Centre for Islamic Studies at St Petersburg University

Mufti Sheikh Ravil Gainutdin, Chairman of the Spiritual Administration of Muslims of the Russian Federation, met with the Pakistan’s delegation. He told the delegation: how Russian Muslims live today; how mosques are constructed and work; and about the social life of Russian Muslims and their role in society.

Just a few days before Imran Khan’s visit, new works of the series "Revival and Renewal" (Al-islah wa-t-tajdid) were published in Russian and English. They are published under the auspices of St Petersburg University. The books are about the authors who have had a huge impact on Islam in Pakistan, India, and across the world. Among them are: "Major Themes of the Qur"an’ by Fazlur Rahman Malik, an outstanding Pakistani Muslim figure of the second half of the 20th century, a prominent representative of the renovationism; a collection of selected works of an Islamic reformer and philosopher of the 19th century, the founder of the Muslim scientific society in Moradabad, Sayyid Ahmad Khan, whose works have been first published and translated into Russian; and a work ’The Development of Metaphysics in Persia: A Contribution to the History of Muslim Philosophy’ by Shaikh Muhammad Iqbal, who is the spiritual father of Pakistan.
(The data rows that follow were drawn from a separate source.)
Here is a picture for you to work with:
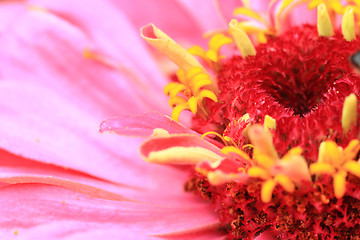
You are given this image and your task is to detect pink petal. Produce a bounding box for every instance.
[0,184,217,239]
[177,0,228,32]
[0,81,186,189]
[0,147,218,205]
[0,0,25,33]
[108,0,209,47]
[0,1,170,116]
[100,112,194,137]
[214,0,270,24]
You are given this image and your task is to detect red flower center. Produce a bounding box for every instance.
[193,25,360,160]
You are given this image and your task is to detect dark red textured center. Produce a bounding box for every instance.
[193,25,360,161]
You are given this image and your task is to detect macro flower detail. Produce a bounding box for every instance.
[104,1,360,239]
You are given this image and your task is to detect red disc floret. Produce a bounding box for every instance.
[190,25,360,239]
[193,25,360,162]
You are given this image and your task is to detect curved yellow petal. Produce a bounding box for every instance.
[188,45,206,58]
[145,147,222,164]
[221,146,250,160]
[197,89,218,102]
[341,6,356,42]
[187,97,197,114]
[141,24,202,71]
[309,162,335,175]
[261,179,276,203]
[333,171,347,199]
[274,174,295,193]
[317,3,334,37]
[229,19,256,58]
[341,93,357,133]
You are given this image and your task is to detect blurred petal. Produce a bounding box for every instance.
[0,184,217,239]
[100,112,194,137]
[0,1,170,117]
[0,81,186,188]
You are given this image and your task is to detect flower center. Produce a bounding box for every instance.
[219,25,358,116]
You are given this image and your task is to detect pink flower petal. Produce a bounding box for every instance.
[0,184,217,239]
[0,0,25,33]
[0,81,186,189]
[0,147,218,205]
[108,0,210,47]
[100,112,194,137]
[0,1,170,116]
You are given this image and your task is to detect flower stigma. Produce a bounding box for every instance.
[140,0,360,239]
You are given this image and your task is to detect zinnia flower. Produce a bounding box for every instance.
[0,0,360,239]
[101,1,360,239]
[0,1,231,239]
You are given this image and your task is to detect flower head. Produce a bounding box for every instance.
[109,1,360,239]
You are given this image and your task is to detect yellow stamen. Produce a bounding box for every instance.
[198,89,218,102]
[201,131,226,144]
[317,3,334,37]
[274,174,295,193]
[145,147,222,164]
[324,141,344,166]
[253,152,276,169]
[27,5,48,12]
[229,19,256,58]
[209,33,232,53]
[341,93,357,133]
[343,161,360,178]
[318,142,326,163]
[207,170,238,186]
[164,67,217,121]
[341,6,356,42]
[168,96,187,108]
[248,167,271,179]
[221,146,250,160]
[248,125,279,160]
[281,147,303,161]
[310,162,335,175]
[141,24,203,71]
[333,171,347,199]
[171,104,189,121]
[188,97,197,114]
[264,115,276,130]
[261,179,276,203]
[188,33,232,72]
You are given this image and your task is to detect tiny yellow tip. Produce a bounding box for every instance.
[261,179,276,203]
[229,19,256,58]
[309,162,335,175]
[341,93,357,133]
[334,171,347,199]
[264,115,276,130]
[317,3,334,37]
[341,6,356,42]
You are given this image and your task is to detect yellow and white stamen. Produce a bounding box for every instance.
[164,67,217,121]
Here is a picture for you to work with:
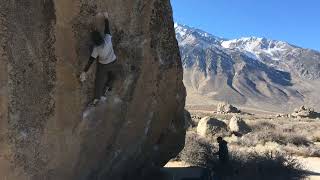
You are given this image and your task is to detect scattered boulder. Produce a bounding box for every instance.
[229,116,251,135]
[184,110,196,129]
[291,106,320,119]
[197,116,227,137]
[191,115,202,127]
[217,103,241,114]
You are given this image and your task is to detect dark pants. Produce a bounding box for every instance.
[94,61,115,99]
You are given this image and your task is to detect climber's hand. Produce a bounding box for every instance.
[103,11,109,19]
[80,72,87,82]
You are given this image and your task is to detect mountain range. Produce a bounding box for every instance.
[175,23,320,112]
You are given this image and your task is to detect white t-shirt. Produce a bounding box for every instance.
[91,34,117,64]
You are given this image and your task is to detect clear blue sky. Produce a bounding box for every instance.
[171,0,320,50]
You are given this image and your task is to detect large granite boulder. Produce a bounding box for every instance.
[0,0,186,180]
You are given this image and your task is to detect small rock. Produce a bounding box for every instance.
[197,117,227,137]
[217,103,240,113]
[229,116,251,135]
[291,106,320,119]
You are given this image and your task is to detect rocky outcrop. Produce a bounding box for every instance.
[197,117,227,137]
[217,103,240,113]
[0,0,186,180]
[229,116,250,135]
[291,106,320,119]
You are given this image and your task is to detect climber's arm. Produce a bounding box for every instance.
[83,56,96,72]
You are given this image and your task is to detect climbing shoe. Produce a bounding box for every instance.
[89,99,99,107]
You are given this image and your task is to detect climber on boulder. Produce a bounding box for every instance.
[80,12,117,106]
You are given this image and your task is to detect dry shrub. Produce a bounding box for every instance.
[179,134,306,180]
[238,130,312,147]
[178,133,216,167]
[251,121,276,132]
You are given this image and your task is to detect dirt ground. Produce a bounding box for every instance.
[165,157,320,180]
[298,157,320,180]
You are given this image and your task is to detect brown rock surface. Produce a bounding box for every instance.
[0,0,186,180]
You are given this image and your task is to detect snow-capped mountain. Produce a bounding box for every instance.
[175,24,320,110]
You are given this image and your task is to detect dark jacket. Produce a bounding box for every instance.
[218,140,229,162]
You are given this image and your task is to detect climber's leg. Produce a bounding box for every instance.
[94,63,108,99]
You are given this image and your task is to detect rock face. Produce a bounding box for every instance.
[217,103,240,113]
[0,0,186,180]
[197,117,227,137]
[229,116,250,134]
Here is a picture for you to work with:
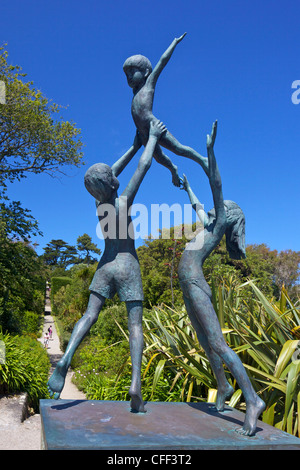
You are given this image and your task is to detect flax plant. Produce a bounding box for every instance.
[144,277,300,437]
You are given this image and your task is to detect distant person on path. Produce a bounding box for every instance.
[44,331,49,349]
[48,121,166,412]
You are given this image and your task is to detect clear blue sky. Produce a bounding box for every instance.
[0,0,300,253]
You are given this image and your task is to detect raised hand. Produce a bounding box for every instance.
[149,121,167,139]
[180,174,190,191]
[175,33,186,44]
[206,121,218,149]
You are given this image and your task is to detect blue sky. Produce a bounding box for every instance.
[0,0,300,253]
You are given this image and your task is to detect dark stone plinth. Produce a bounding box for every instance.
[40,400,300,450]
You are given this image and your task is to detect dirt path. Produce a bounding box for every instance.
[39,298,86,400]
[0,284,86,450]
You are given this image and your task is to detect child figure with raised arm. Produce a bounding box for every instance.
[178,122,265,436]
[48,121,166,412]
[123,33,208,186]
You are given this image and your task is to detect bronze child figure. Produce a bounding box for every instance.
[178,122,265,436]
[48,121,166,412]
[123,33,207,186]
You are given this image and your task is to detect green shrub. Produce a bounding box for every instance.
[0,331,50,411]
[51,276,72,298]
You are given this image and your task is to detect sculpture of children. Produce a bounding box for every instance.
[123,33,207,186]
[178,122,265,436]
[48,121,166,412]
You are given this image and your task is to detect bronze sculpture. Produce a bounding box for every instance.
[178,122,265,436]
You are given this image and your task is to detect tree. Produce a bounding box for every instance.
[0,47,83,187]
[43,239,77,269]
[77,233,101,264]
[274,250,300,290]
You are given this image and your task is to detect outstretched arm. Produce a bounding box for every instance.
[206,121,226,225]
[147,33,186,87]
[111,131,142,176]
[180,175,209,227]
[121,121,167,206]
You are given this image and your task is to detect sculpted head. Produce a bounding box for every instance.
[84,163,119,202]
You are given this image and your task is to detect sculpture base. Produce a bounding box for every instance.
[40,400,300,451]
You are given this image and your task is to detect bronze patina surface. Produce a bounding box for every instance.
[40,400,300,450]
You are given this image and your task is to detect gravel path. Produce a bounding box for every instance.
[0,292,86,450]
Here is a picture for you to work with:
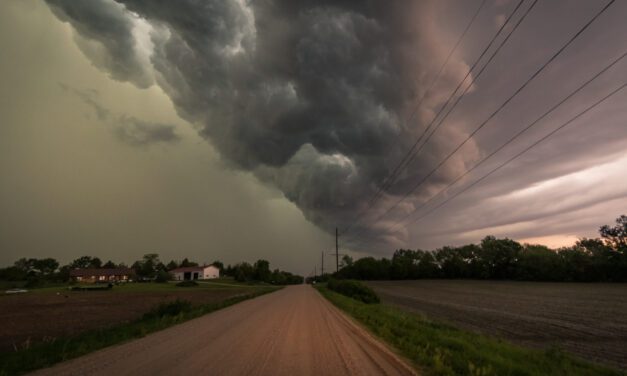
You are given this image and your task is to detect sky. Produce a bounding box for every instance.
[0,0,627,275]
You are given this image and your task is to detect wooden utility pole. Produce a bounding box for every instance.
[335,227,340,272]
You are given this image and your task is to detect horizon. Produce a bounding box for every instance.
[0,0,627,275]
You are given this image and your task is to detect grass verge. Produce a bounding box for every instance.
[0,287,280,376]
[317,286,624,376]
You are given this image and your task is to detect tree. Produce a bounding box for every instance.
[599,215,627,253]
[481,236,522,279]
[179,257,198,268]
[211,260,224,274]
[133,253,165,279]
[166,260,179,270]
[254,260,271,282]
[70,256,102,269]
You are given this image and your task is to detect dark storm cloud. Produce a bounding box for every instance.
[47,0,153,88]
[48,0,627,253]
[45,0,480,238]
[59,83,181,146]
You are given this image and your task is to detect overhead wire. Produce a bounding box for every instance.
[350,0,615,239]
[342,0,524,234]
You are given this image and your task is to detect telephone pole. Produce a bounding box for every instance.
[335,227,340,272]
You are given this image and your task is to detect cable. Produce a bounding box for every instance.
[350,79,627,248]
[358,0,616,234]
[406,83,627,226]
[342,0,524,234]
[389,52,627,231]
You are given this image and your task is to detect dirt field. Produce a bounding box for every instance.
[368,280,627,369]
[0,284,255,351]
[33,285,415,376]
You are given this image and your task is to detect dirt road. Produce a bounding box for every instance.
[30,286,414,376]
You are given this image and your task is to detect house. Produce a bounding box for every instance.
[170,265,220,281]
[70,268,135,283]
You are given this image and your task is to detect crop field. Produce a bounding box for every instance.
[0,282,255,352]
[368,280,627,369]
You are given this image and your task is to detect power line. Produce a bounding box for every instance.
[350,79,627,251]
[407,83,627,225]
[382,52,627,231]
[342,0,516,234]
[356,0,616,235]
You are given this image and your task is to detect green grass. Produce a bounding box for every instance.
[0,280,259,296]
[0,284,279,376]
[317,286,624,376]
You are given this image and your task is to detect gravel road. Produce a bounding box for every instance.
[34,285,414,376]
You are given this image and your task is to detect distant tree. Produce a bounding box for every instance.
[481,236,522,279]
[155,270,172,283]
[179,257,198,268]
[599,215,627,253]
[233,262,255,282]
[211,260,224,274]
[133,253,164,279]
[70,256,102,269]
[253,260,271,282]
[340,255,353,268]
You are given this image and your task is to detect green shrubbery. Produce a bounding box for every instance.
[144,299,192,319]
[327,279,379,304]
[176,281,198,287]
[317,281,624,376]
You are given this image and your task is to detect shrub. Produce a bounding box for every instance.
[155,270,172,283]
[327,279,379,304]
[144,299,192,319]
[176,281,198,287]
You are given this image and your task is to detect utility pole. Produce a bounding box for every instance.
[335,227,340,272]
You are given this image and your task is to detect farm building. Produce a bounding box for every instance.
[70,268,135,283]
[170,265,220,281]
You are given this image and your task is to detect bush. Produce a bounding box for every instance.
[144,299,192,319]
[176,281,198,287]
[155,271,172,283]
[327,279,380,304]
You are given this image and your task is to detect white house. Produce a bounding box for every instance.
[170,265,220,281]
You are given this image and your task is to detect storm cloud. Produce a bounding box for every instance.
[59,84,181,146]
[47,0,627,253]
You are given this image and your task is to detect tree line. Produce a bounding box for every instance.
[335,215,627,282]
[0,253,303,287]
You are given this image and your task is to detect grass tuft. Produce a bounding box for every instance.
[0,287,279,376]
[317,286,623,376]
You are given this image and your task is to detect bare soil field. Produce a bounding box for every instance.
[0,286,255,352]
[367,280,627,369]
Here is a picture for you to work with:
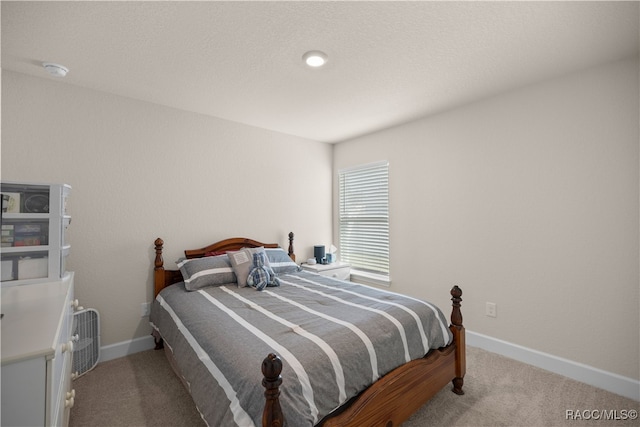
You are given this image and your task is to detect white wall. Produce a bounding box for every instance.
[334,59,640,379]
[1,70,332,345]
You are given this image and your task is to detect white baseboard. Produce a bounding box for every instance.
[466,330,640,401]
[100,335,156,362]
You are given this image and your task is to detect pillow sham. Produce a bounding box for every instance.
[178,255,236,291]
[227,246,269,288]
[265,248,302,274]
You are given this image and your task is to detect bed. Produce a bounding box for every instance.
[150,233,466,427]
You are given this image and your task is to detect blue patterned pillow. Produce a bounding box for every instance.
[264,248,302,274]
[178,255,236,291]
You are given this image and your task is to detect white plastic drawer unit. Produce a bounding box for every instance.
[0,181,71,287]
[0,272,74,426]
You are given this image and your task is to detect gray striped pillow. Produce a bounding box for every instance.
[178,255,237,291]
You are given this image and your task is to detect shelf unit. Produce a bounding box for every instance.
[0,182,71,287]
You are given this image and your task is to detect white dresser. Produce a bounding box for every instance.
[302,261,351,280]
[0,272,77,426]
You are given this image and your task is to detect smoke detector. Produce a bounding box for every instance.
[42,62,69,77]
A special edition of "The Renovationist Ideas of Fazlur Rahman" by Professor Damir Mukhetdinov has been published in English.

The preface is written by Mufti Sheikh Ravil Gainutdin. This monograph is the first chapter of Damir Mukhetdinov’s doctoral dissertation on theology, which was defended in October 2019 at St Petersburg University. The topic of his dissertation research is "Islamic Renovationist movement from the end of the 20th century to the start of the 21st century: ideas and prospects".

The monograph focuses on the renewal movement in Islam, i.e. neomodernism. It was founded by the Pakistani scholar and thinker Fazlur Rahman, according to the preface to the book "The Renovationist Ideas of Fazlur Rahman".

The Muslim community must be worthy of the deeds of its great predecessors who strove to turn historical Islam into a tradition of unbroken renewal of tradition.

Damir Mukhetdinov, Director of the Centre for Islamic Studies at St Petersburg University and Doctor of Theology

’Thinkers from the renewal movement demonstrated throughout their lives (both in theory and practice) that Islam does not contradict the living experience of modernity,’ added Professor Damir Mukhetdinov.